Unifying inferred type of method with optional parameter?

I ran into this issue:

# let test cond o =
    if cond then o#f ~x:1 2
    else o#f 2;;

Error: This function is applied to arguments
       in an order different from other calls.
       This is only allowed when the real type is known.

Is there some reason why the compiler can’t infer the type of o#f as int -> 'a in the else branch, and then unify that with x:int -> int -> 'a in the if branch to ?x:int -> int -> 'a?

This is what I found by some quick lookups.

The OCaml Papers page lists “Labeled and Optional Arguments for Objective Caml” by Jacques Garrigue contains the following note (emphasis mine):

In [FG95], we attempted to solve this problem by allowing label commutation in some types, but the way it was compiled created potential gaps with call-by-value semantics (it was correct in a call-by-name setting), and moreover we could not allow commutation in more complex cases, like the types of object methods, or when optional arguments are implied.

FG95 is the paper “A label-selective lambda-calculus with optional arguments and its compilation method” by Jun P. Furuse and Jacques Garrigue, containing the following example:

We do not allow to unify types with optional domains.

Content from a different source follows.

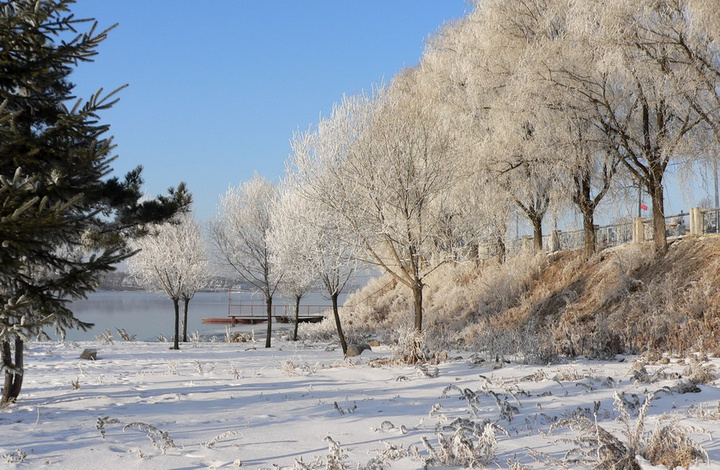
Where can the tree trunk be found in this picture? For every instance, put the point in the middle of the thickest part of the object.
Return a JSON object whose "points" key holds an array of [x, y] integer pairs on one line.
{"points": [[186, 301], [502, 249], [590, 243], [338, 325], [176, 305], [417, 304], [537, 233], [659, 235], [268, 309], [297, 315], [13, 372]]}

They would introduce indeterminism. For instance, if we try to unify ?l:int → int and α, we cannot tell whether α should be unified with int or ?l:int → int, this only depends on the programmer’s intention, and we do not know it.

It’s not exactly of the same form as your example, because neither of the to-be-unified types in your example have an optional domain, only the desired result would. Perhaps that step on its own might be fine, but that optional might need to be unified further with something, leading to the cited example again.

Some type theorists could probably pinpoint more precisely, how it could lead to actual issues.